Si tuviésemos un momento de calma para tomar en las manos nuestra vida, vendríamos a la conclusión serena de que llevamos como sabemos y como podemos las fatigas y pesares que tantas veces nos afligen. No todo lo controlamos ni sabemos siempre explicar lo que nos pasa. Tienen nombre los límites que nos generan sufrimiento, incertidumbre, cansancio y desesperanza. Es la humana condición y cada uno ha vivido su elenco de situaciones que ponen a prueba nuestra confianza.

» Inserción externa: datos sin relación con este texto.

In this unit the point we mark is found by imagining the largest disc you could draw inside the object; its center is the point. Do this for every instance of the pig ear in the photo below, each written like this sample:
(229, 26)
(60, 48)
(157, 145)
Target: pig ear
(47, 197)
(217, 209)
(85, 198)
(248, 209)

Jesús nos permite entrever una oración filial que dirige al Padre Dios. Tras dar gracias porque el Padre esconde a los poderosos los secretos que se les revelan a los sencillos, añade esa expresión de verdadera cercanía del Hijo Dios que quiso ser hermano de nuestra humanidad: “Venid a mí todos los que estáis cansados y agobiados, y yo os aliviaré. Cargad con mi yugo y aprended de mí, que soy manso y humilde de corazón, y encontraréis vuestro descanso” (Mt 11, 25-30).
Una de las preguntas que nos hacemos ante una tragedia cualesquiera: catástrofe natural, lo terrible de una guerra o del terrorismo, una cotidiana enfermedad, cualquier situación personal que nos pone a prueba, es ¿dónde está Dios ahí? ¿Por qué calla? Son preguntas que conseguirían desmontar cualquier seguridad religiosa y pondrían en crisis una vivencia espiritual tranquila si, efectivamente, Dios no hubiera respondido. Estamos ante un misterio cuando hablamos del dolor. Y ni siquiera Jesús mismo quiso estar al margen de él. Sea cual sea el rostro del dolor, de la carencia, del desajuste, del sinsentido, del miedo, de la soledad, ahí hallamos a Jesús que no ha querido eludir tan incómodo encuentro.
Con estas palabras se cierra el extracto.